Diabetes is having to stop your workout after 10 minutes because your blood sugar is falling fast- despite eating 50 carbs before you started.

Diabetes is learning how to deal with insurance companies at a much younger age than everyone else.

Diabetes is going into absolute panic mode if someone suggests eating out at someplace where you don’t know the menu. It’s ordering a salad because enjoying the dish you really want isn’t worth twelve hours of inconsistent blood sugars.

Diabetes is suddenly realizing that you prick your fingers and inject insulin many times EVERY DAY- with no immediate reward. Sure, good blood sugars are nice, but that’s nothing special. Non-diabetics have great blood sugars every day.

Diabetes is worrying that every time you tell someone “I have diabetes,” they’ll assume that you’re irresponsible or unhealthy, or (if it’s someone in an authority position) they won’t let you do what you need to do to take care of yourself.

Diabetes is never being able to go anywhere empty-handed, having to carry juice boxes as a childless adult, having to make sure you take everything you could possibly need- or else you could be stuck without insulin.

Diabetes is being forced to eat when you’e not hungry. It’s only drinking juice when you have NOTHING else to treat your low, because you’ve grown to hate it. It’s buying a bag of discount Halloween candy, and wanting to throw it all away two days later because the thought of eating any more sugar after a spate of lows makes you feel sick.

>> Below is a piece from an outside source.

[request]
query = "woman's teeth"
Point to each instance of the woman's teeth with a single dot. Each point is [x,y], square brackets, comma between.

Diabetes is not being able to eat when you ARE hungry because your blood sugar is high and won’t come down.

Diabetes is knowing that no matter how hard things get, there are people around you who support everything you do. It’s knowing that what goes up must come down, and what goes down must come up. It’s knowing that every day is different, that your blood sugars will be better tomorrow. It’s knowing that the technology that keeps you alive will only continue to get better, and that one day, there will be a cure.